We are on the brink of Level 3 autonomy. The 2018 model of Audi’s A8 premium saloon will be the first commercially available car to boast Level 3 technology, theoretically ushering in a new era of human/machine interaction on the roads when it rolls out of the garage early next year.

This should be a thrilling development but the car-buying world hasn’t been set on fire by the news. One reason is that the new A8 will boast only several features of Level 3 functionality. The car’s Traffic Jam Pilot system will control acceleration, steering and braking on speeds up to around 35mph. Plus, there are limits and rules for this engagement; auto-drive will only kick on if there are at least two cars ahead of the vehicle and it can only function if the roadway it’s on is relatively free and clear of weather hazards (such as snow) and other obstacles.

Also a human backup will always be required because the new-generation A8 will require the presence of a flesh-and-blood person in the driving seat for its L3 functionality to work. Sensors inside the car will monitor the presence, plus the state of alertness, of the driver.

Since it’s built by an automaker with capable engineers, the autonomous features on the upcoming A8 will probably be robust and dependable. So, the company has every reason to tout them to the skies – after all, looked at a certain way Audi will be the cutting-edge auto manufacturer when the 2018 A8 starts piloting itself around.

Except that the company isn’t quite going the ‘wow, isn’t this wonderful!’ route. Although it’s clearly proud of Traffic Jam Pilot’s bells and whistles, Audi has sounded rather muted notes about advanced vehicle technology of late. In fact, one of its more recent communications about assisted/autonomous driving was headlined ‘Audi sees human control as important element in self-driving systems.’ In that report, the manufacturer took pains to stress that it “doesn’t want to take Audi drivers completely out of the equation when it comes to operating vehicles. Human control and responsibility will be an important element in any self-driving system”.

Audi is playing to the crowd. Although on the surface, many breathlessly await the dawn of even limited forms of jump-in-the-car-and-press-a-button autonomy, there is an undercurrent of worry and concern. It seems that many believe we are not truly ready to take our hands off the wheel so soon.

It’s little wonder. So far in the past year, there have been several accidents involving cars armed with assisted and autonomous technology. Most recently (and notoriously) was a horrific crash involving a Tesla Model S where an occupant was killed while apparently using the vehicle’s Autopilot feature, which is more a package of driver assistance features than a truly autonomous drive-thyself solution. According to Tesla, neither the driver nor the Autopilot system distinguished the side of a turning lorry against the clear sky. Thus, the car neither swerved nor braked to avoid impact. Instead, it barrelled into the lorry, producing the tragic result.

Around the same time, several other Autopilot-engaged crashes occurred – thankfully, none of these were fatal. Earlier last year one of the fleet of self-driving cars being tested by Google got into a fender-bender. Apparently, the vehicle was attempting to circumvent a set of sand bags when it was scraped by a passing bus. The car was operating in autonomous mode at the time; the company’s test driver was not controlling the vehicle.
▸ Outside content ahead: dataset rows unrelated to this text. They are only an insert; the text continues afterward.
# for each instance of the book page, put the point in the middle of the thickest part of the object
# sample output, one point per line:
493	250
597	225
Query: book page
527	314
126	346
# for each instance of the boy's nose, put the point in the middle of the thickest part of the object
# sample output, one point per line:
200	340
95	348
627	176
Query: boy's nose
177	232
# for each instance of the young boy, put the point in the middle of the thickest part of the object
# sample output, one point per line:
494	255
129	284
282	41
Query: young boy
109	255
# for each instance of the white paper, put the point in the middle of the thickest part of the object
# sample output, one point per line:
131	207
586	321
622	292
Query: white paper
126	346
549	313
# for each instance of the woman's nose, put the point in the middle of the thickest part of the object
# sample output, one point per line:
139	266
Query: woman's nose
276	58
Tesla’s Autopilot has been available as an add-on for over a year and Google began its self-driving programme back in 2010, before it was common to have the words ‘autonomous’ and ‘car’ in the same sentence. Collectively, Teslas loaded with Autopilot and Google cars have logged thousands of miles either as fully operational consumer vehicles, or products undergoing rigorous testing.

However, as with plane crashes, it’s the accidents that have grabbed the attention recently, not those many logged miles. This has made many sections of the driving public skittish about the technology. A recent University of Michigan study conducted by Michael Sivak and Brandon Schoettle and cited by Business Insider, showed a mere 15% of the American consumers surveyed are willing to be passengers in an autonomous car. Further, the publication read, “…approximately two-thirds of the 618 respondents said they were either moderately or severely concerned about the safety of riding in fully autonomous vehicles… nearly half (46%) of the respondents preferred a car with no self-driving functions at all.”

So, with Audi’s new A8 soon to be available, the auto industry will take an important step up the autonomy ladder to Level 3 but early adopters must be prepared to do plenty of manual driving. The German company stresses that “overall, the approach taken by Audi has been to develop, test, and incrementally add new piloted driving capabilities or families of features”. Incremental seems to be the word of the day; the bright, autonomous future isn’t speeding towards us as quickly as some thought it might.